In a bid to bolster the educational experience for undergraduate pharmacy students across London, Kingston University has embarked on a groundbreaking project in collaboration with University College London and King’s College London.

This initiative, fueled by a substantial £1.5 million investment from National Health Services England (NHSE), aims to elevate the quality and consistency of pharmacy placements throughout the capital for new pharmacy entrants.

The project is designed to address the evolving standards set forth by the General Pharmaceutical Council (GphC), ensuring that newly-trained pharmacists are well-prepared to meet the demands of their profession.

By standardizing and expanding pharmacy placements, the three universities seek to provide students with a comprehensive and diverse range of “experiential learning opportunities”.

One of the key objectives of the project is to broaden the scope of placement sites across London. This includes placements in various healthcare settings such as care homes, mental health trusts, hospitals, GP surgeries, and community pharmacies.

By exposing students to a wider array of clinical environments, the project aims to enhance their knowledge, clinical skills, and readiness to prescribe medication – a crucial requirement for modern pharmacists.

Moreover, the project endeavors to streamline the administrative aspects of student learning through the development and implementation of an e-Portfolio system.

This digital platform will enable supervisors to efficiently sign off on student learning outcomes, providing greater accessibility and flexibility for students to access their portfolios on smartphones and tablets.

This marks a significant departure from the traditional paper-based logbook method, particularly beneficial given that students are evaluated against 55 learning outcomes.

Additionally, the project emphasizes the “importance of consistent and unified assessment practices across all placement providers”.

To this end, all three universities are committed to “providing training to supervisors”, ensuring that “every student is assessed in a fair and standardized manner”.

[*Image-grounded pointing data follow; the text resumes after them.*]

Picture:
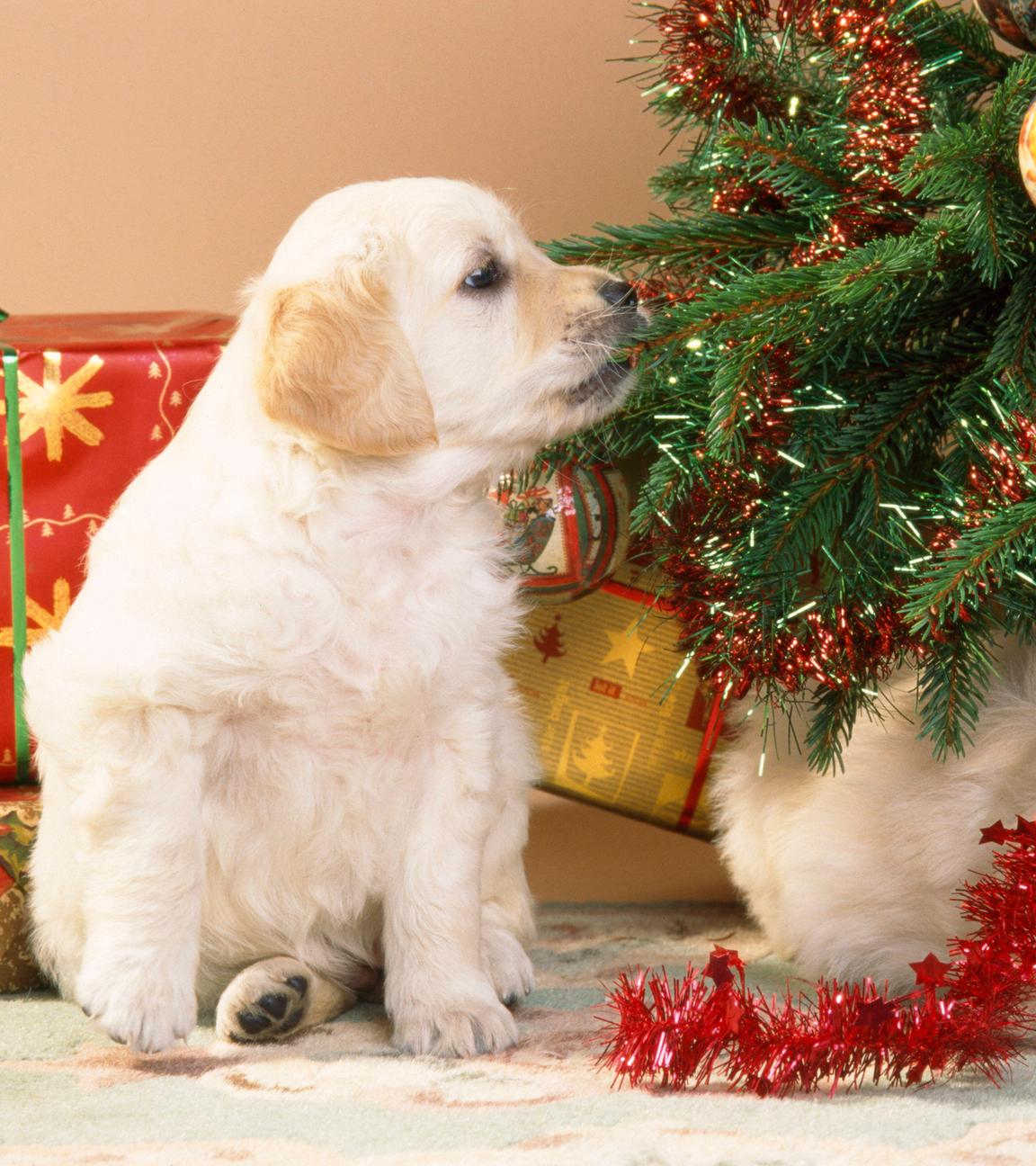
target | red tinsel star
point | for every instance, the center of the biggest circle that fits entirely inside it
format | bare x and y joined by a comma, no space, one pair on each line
932,970
997,832
718,969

Ultimately, this pan-London endeavor, tailored for students enrolled in the four-year MPharm course, seeks to level the playing field for graduates entering the workforce.

By establishing a uniform standard of placement experience and quality assurance processes across London, the project aims to equip students with the necessary skills and competencies to excel in their careers.

With much of the project slated for completion by the start of the 2024/25 academic year, its impact on the future generation of pharmacists is poised to be substantial and far-reaching.